Raman Spectroscopy Analysis to Improve the Validation of Cell Therapy Manufacturing Processes

拉曼光谱分析可改善细胞疗法制造工艺的验证

• 批准号: 508458-2017
• 负责人: Piret, James
• 金额: $ 11.48万
• 依托单位: University of British Columbia
• 依托单位国家: 加拿大
• 项目类别: Collaborative Health Research Projects
• 财政年份: 2018
• 资助国家: 加拿大
• 起止时间: 2018-01-01 至 2019-12-31
• 项目状态: 已结题
• 来源: https://www.nserc-crsng.gc.ca/ase-oro/Details-Detailles_eng.asp?id=662246
• 关键词: Raman; Spectroscopy; Analysis; Improve; Validation

Emerging cellular therapies have the potential to both greatly improve the health of individuals**and to reduce healthcare costs by curing diseases. For example, it has been established that**a cellular transplant therapy can reverse and potentially cure type 1 diabetes. However, there**are far too few cadaveric donors available relative to the many thousands of Canadians who**could benefit from this therapy. Generating pancreatic islets (insulin-generating cells) from**cultured stem cells is an exciting development that could provide an essentially unlimited**supply for transplantation into diabetic patients. It has already been demonstrated that these**cells can reverse diabetes in animal models, and a human clinical trial is currently underway.**However, several challenges must be overcome to make this cure for diabetes a reality.**Among them, improving the complex processes used to produce these cells is paramount.**For example, we need technologies capable of non-invasively (and without contact)**monitoring of the cultures so that the cells produced remain safe and effective. Our group has**shown that novel spectroscopic techniques can gather critical information using light scattered**by the cultured cells, tracking the critical developmental changes taking place as stem cells**become pancreatic cells. This project will advance this non-invasive technology so that it can**be used to assess and control the quality of stem cell-derived therapeutic cells destined for**transplantation. This will contribute to the development and approval of safe and efficacious**therapies with the potential of curing thousands of Canadians. While the first application will**target diabetes, our technology could also be applied to many other cell therapies that target**diseases such as cancer and heart disease cellular therapy.

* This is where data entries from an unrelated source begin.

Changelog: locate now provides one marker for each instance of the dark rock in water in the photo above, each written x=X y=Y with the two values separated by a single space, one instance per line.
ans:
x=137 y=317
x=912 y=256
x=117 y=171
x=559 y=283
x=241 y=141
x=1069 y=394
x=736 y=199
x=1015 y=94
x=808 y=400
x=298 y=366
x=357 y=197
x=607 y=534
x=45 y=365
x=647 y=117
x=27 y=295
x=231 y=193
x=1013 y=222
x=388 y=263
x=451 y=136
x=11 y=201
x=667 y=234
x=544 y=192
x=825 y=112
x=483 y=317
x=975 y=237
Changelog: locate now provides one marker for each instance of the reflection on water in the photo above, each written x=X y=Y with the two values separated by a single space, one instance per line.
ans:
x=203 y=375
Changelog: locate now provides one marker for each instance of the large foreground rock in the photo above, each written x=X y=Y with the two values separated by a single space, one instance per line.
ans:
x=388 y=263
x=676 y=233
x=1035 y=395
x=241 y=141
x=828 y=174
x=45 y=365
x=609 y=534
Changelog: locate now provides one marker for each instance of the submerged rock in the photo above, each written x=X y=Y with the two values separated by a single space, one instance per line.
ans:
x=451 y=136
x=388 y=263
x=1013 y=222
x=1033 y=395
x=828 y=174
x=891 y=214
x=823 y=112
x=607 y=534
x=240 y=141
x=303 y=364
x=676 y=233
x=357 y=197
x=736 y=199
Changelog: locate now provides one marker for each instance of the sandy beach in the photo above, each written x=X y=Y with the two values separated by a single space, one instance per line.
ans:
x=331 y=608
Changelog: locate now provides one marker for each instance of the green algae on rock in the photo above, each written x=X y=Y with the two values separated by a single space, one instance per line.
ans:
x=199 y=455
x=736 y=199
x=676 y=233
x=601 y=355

新兴的细胞疗法有潜力极大地改善个人的健康**，并通过治愈疾病来降低医疗成本。例如，已经确定**细胞移植疗法可以逆转并有可能治愈 1 型糖尿病。然而，相对于成千上万可以从这种疗法中受益的加拿大人来说，可用的尸体捐赠者太少了。从培养的干细胞中产生胰岛（胰岛素生成细胞）是一项令人兴奋的发展，它可以为糖尿病患者的移植提供基本上无限的供应。已经证明，这些**细胞可以在动物模型中逆转糖尿病，目前正在进行人体临床试验。**然而，要使这种糖尿病疗法成为现实，必须克服几个挑战。**其中，改进用于生产这些细胞的复杂过程至关重要。**例如，我们需要能够非侵入性（且非接触式）**监测培养物的技术，以便产生的细胞保持安全和有效。我们的小组**表明，新颖的光谱技术可以利用培养细胞**散射的光来收集关键信息，跟踪干细胞**变成胰腺细胞时发生的关键发育变化。该项目将推进这种非侵入性技术，使其可用于评估和控制用于**移植的干细胞衍生治疗细胞的质量。这将有助于开发和批准安全有效的**疗法，有可能治愈数千名加拿大人。虽然第一个应用将**针对糖尿病，但我们的技术也可以应用于许多其他针对**疾病的细胞疗法，例如癌症和心脏病细胞疗法。